One in an occasional series of posts looking at the most important number in politics; check out past “MINP’s” here.


A single number in the new CNN/Opinion Research Corporation poll released this morning epitomizes the challenge before former Massachusetts governor Mitt Romney when it comes to Texas Gov. Rick Perry.

Texas Governor and Presidential hopeful Rick Perry, gives a "thumbs up" sign to supporters as he leaves a town hall meeting hosted by Rep. Tim Scott, R-S.C., at Horry-Georgetown Technical College on Monday Sept. 5, 2011 in Conway, S.C. (AP Photo/Willis Glassgow)

Asked which of the Republican candidates had the best chance of beating President Obama next November, 42 percent chose Perry while 26 percent named Romney. No other candidate won double-digit support.

Couple those numbers with the fact that three-quarters of Republicans in that same poll say they prefer a candidate who can beat Obama to one that agrees with them on every issue and you begin to see the shape of Romney’s potential problem.

Romney is never going to be the “heart” candidate of the Republican field. He is never going to be the person that the GOP base will walk over hot coals for in the way that a Perry or perhaps even a Rep. Michele Bachmann (Minn.) or former Alaska governor Sarah Palin might be.

To win the nomination then, Romney has to win the “head” fight; he must emerge as the candidate that Republicans, who badly want to beat Obama, believe is best equipped to do just that.

That reality is why Romney has gone so hard at Perry’s “Ponzi scheme” comments about Social Security in last week’s California debate, using by far his harshest language in the race to date to condemn the remarks.

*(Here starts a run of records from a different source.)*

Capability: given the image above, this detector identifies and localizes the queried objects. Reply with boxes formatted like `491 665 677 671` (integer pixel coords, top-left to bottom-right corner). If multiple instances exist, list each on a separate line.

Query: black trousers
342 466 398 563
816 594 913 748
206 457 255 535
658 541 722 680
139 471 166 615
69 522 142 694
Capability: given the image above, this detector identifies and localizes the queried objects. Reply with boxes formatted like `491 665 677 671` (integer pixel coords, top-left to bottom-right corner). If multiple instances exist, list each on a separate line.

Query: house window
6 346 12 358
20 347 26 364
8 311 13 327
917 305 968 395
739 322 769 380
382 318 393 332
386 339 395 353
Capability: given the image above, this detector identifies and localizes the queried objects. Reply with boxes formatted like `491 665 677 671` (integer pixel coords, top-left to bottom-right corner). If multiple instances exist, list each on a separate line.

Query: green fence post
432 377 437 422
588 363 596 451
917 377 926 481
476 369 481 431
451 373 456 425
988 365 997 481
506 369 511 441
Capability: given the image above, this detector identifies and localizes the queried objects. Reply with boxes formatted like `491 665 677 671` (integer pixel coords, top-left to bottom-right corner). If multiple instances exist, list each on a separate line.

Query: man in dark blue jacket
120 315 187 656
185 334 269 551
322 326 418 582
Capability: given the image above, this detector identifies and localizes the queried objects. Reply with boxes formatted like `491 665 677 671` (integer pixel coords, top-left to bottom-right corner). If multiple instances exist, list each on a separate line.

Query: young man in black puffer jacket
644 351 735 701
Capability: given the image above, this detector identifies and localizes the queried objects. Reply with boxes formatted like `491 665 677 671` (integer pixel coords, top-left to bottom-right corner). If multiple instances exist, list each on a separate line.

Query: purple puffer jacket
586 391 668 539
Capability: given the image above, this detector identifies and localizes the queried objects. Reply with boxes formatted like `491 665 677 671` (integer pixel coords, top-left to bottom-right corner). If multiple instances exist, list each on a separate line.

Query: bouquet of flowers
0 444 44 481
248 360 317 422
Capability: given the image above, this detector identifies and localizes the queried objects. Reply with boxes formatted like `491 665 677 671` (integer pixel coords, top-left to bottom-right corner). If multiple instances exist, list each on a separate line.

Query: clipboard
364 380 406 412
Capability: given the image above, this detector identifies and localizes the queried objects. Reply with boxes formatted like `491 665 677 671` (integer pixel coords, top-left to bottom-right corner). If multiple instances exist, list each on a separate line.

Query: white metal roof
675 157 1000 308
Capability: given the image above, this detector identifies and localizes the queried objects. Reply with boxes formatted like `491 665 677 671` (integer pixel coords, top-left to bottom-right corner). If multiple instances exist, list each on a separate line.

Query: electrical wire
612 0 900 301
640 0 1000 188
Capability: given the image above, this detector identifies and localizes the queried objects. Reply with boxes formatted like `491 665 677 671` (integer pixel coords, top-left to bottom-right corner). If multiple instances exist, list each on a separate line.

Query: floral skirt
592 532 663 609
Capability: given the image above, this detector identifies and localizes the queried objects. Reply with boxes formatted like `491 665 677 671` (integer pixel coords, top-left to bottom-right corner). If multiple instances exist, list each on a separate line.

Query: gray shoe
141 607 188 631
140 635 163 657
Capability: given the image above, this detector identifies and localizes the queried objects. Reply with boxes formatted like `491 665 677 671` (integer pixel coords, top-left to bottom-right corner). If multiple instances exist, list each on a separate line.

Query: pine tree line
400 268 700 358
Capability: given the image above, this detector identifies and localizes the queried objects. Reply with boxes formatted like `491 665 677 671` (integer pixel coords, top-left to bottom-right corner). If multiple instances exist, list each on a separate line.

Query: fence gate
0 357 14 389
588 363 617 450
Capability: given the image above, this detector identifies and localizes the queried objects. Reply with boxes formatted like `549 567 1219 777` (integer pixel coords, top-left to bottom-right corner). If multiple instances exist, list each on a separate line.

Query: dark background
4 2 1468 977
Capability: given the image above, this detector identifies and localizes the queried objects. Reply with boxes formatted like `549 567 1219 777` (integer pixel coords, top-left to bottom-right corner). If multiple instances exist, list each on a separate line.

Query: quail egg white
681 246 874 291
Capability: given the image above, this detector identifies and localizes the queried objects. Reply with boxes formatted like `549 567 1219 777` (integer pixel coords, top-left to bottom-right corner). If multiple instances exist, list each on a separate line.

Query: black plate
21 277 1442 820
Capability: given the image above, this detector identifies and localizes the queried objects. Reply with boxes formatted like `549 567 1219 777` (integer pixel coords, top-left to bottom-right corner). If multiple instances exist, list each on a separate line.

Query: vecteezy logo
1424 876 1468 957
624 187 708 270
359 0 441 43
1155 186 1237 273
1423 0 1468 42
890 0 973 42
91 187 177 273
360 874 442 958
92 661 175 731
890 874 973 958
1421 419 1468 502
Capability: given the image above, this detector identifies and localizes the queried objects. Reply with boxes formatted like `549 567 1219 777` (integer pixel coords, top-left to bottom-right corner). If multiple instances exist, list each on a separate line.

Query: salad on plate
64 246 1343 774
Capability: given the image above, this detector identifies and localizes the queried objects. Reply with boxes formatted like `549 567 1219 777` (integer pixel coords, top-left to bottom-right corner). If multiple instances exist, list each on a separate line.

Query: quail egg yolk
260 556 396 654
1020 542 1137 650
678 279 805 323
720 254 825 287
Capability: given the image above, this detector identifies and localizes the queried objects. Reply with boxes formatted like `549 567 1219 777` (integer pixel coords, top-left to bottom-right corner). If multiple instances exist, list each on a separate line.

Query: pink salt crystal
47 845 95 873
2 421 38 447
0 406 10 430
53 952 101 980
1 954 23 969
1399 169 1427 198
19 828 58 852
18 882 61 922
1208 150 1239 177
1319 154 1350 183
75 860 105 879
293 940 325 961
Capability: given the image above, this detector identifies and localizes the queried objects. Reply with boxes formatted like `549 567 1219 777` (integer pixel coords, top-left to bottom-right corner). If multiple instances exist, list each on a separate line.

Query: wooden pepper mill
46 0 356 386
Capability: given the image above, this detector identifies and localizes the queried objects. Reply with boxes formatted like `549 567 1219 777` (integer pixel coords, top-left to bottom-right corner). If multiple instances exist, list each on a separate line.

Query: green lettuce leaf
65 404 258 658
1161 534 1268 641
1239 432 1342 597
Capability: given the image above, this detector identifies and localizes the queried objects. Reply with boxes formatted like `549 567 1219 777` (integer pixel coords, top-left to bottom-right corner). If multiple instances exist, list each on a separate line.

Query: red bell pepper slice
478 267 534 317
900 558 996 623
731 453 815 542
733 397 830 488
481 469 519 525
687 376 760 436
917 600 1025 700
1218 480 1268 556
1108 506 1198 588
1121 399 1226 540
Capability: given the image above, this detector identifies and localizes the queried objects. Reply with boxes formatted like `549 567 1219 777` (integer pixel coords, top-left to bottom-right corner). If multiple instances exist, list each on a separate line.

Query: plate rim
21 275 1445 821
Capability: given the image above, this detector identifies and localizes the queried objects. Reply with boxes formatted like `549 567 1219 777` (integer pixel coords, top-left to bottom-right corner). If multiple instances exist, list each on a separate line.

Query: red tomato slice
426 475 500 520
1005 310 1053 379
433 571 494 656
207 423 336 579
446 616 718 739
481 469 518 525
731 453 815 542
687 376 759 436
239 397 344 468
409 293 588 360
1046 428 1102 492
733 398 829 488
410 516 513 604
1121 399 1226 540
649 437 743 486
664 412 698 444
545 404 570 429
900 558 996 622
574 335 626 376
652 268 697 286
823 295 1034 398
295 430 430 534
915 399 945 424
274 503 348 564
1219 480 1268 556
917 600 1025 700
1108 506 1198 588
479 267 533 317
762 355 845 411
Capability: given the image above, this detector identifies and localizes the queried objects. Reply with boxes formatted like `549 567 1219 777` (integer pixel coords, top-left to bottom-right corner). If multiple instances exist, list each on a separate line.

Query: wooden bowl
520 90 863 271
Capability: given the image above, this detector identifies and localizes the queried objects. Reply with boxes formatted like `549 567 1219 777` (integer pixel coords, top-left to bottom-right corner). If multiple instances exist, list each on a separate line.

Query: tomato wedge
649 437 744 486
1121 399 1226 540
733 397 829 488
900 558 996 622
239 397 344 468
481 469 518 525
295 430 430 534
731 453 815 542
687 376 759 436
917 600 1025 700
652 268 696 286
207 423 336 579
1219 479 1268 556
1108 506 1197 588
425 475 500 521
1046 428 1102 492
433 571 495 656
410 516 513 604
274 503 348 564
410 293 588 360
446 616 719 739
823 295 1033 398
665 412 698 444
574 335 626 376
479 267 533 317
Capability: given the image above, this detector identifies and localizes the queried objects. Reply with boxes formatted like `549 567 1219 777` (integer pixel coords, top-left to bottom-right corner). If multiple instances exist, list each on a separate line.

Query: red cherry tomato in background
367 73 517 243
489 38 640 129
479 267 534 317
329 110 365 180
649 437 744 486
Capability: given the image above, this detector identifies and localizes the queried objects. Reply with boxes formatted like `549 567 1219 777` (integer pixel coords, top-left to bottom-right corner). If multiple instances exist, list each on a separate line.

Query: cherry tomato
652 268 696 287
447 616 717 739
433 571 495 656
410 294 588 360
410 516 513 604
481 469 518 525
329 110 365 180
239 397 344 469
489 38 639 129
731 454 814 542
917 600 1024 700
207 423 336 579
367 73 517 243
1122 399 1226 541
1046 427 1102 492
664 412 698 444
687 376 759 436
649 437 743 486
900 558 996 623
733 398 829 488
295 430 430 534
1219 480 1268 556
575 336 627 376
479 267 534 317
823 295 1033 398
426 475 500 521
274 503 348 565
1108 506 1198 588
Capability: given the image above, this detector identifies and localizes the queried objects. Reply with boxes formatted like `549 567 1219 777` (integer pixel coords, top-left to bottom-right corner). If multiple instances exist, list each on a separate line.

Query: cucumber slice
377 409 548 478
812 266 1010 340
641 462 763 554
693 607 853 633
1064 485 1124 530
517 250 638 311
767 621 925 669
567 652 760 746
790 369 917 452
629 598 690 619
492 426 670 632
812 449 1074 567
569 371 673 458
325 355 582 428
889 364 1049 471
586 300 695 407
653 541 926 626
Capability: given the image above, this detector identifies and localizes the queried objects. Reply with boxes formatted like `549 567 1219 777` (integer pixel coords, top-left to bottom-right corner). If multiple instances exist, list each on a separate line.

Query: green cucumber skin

“If we nominate someone who the Democrats can correctly characterize as being opposed to Social Security, we will be obliterated as a party,” Romney told Sean Hannity during a radio interview late last week. (So much for subtlety!)

The CNN polling shows that the attack isn’t working — yet. The poll was in the field in the immediate aftermath of the debate in California where Social Security was a point of contention but not the sole focus of the conversation.

Romney and his campaign team are likely to continue going hard at the issue in tonight’s debate and beyond, trying to raise doubts in voters’ minds about Perry’s strength in a general election. It’s their best shot of slowing or stopping the considerable momentum that Perry has built over the past month.

The question is whether Perry moderates his stance on Social Security — either tonight or some time in the near future — or whether he decides to stick with what he’s said in the past under the belief that it won’t hurt him badly with voters.

Put simply: If in a month’s time Perry’s lead on the electability question remains roughly what it is today, Romney could be in serious trouble.